[ Content | Sidebar ]

Archives for April, 2020

Wlroots and Phosh on Samsung S7

April 19th, 2020

A few weekends ago I left my Samsung S7 running Gnome on software-rendered X11. This kind of works as a demo but it’s slow and clunky so I followed that by attempting to get Phosh running. Phosh is a gnome-shell replacement for Purism’s Librem5. It uses phoc as a Wayland compositor instead of Mutter, which in turn is based on wlroots, the compositor-as-a-library component of Sway.

It should be much easier to add a hwcomposer backend to wlroots than Mutter, and in fact someone already started: NotKit/wlroots. I took this and rebased on the latest upstream wlroots tag, hacked the code around until it compiled with the new interface, ran the example app and… the screen flashed green for a second and then kernel panicked and rebooted. Ouch.

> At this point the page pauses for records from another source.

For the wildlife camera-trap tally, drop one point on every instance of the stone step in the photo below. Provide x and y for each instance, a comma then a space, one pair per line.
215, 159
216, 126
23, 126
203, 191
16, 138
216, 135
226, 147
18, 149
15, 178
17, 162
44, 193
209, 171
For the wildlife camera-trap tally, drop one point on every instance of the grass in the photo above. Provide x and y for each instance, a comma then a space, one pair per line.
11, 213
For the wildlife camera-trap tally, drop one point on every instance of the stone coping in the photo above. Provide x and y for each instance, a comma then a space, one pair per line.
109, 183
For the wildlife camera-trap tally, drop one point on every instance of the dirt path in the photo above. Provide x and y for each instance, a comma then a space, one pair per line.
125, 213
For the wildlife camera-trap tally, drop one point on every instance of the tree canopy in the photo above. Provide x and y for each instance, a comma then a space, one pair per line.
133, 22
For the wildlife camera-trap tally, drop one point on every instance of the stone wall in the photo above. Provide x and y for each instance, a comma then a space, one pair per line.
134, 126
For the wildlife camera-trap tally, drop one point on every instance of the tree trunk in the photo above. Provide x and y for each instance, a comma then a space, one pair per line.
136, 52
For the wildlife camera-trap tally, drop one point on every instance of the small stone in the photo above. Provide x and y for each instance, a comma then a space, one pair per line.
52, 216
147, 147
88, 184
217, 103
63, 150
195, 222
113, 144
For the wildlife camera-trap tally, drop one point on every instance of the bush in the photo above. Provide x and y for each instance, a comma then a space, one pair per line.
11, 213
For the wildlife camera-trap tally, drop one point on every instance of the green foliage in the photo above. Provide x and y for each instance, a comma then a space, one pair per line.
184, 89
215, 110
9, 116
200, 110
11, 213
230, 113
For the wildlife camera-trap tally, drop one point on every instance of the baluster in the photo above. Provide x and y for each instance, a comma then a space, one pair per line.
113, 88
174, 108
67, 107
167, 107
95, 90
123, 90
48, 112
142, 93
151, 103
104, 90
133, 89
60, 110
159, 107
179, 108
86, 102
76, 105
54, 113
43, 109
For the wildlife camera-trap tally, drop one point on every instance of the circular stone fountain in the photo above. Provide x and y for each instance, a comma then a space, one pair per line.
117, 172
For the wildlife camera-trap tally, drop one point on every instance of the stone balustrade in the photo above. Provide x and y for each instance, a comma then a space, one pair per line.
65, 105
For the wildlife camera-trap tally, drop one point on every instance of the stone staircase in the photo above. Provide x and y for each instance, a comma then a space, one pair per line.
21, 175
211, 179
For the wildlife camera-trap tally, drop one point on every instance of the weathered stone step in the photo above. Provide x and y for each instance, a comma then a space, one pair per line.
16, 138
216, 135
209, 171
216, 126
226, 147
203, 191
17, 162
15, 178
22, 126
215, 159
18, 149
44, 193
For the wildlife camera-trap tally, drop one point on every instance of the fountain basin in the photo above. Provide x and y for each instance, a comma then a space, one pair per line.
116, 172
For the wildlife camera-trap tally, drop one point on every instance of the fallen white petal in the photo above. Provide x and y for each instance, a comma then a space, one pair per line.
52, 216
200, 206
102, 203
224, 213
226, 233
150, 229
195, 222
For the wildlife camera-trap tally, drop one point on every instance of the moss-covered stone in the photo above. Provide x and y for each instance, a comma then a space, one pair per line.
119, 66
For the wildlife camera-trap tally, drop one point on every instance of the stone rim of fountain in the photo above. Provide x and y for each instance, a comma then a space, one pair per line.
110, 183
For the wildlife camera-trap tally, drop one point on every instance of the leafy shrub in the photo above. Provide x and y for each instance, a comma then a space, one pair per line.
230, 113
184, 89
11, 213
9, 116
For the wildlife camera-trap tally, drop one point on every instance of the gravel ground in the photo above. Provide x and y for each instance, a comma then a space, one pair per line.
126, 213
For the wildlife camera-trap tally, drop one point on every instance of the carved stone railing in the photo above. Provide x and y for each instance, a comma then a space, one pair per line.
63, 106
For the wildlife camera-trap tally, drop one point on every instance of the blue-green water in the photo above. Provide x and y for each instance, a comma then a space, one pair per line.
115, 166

<0>[ 7300.959344] I[0:      swapper/0:    0] Kernel panic - not syncing: Unrecoverable System MMU Fault!!
<0>[ 7300.959382] I[0:      swapper/0:    0] Kernel loaded at: 0x8013c000, offset from compile-time address bc000
<3>[ 7300.959438] I[0:      swapper/0:    0] exynos_check_hardlockup_reason: smc_lockup virt: 0xffffffc879980000 phys: 0x00000008f9980000 size: 4096.
<0>[ 7300.959489] I[0:      swapper/0:    0] exynos_check_hardlockup_reason: SMC_CMD_GET_LOCKUP_REASON returns 0x1. fail to get the information.
<0>[ 7300.959534] I[0:      swapper/0:    0] exynos_ss_prepare_panic: no core got stucks in EL3 monitor.

The panic log is not very helpful, there’s no user stack trace.

After a painful few hours debugging by adding prints and sleeps and comparing against the working test_hwcomposer from libhybris I managed to fix it. I’ve pushed a hwcomposer-0.10.1 branch here.

Then I built phoc and phosh, linking against the modified wlroots and libhybris. To my surprise it Just Worked, with the exception of touch input. Input requires enabling the libinput backend of wlroots, and that in turn requires an active “session”. Session in the systemd world means being associated with a “seat” in systemd-logind. We can do that by starting phoc inside a systemd service and associating it with a TTY. I copied phosh.service from the Librem5 package and edited it for my system.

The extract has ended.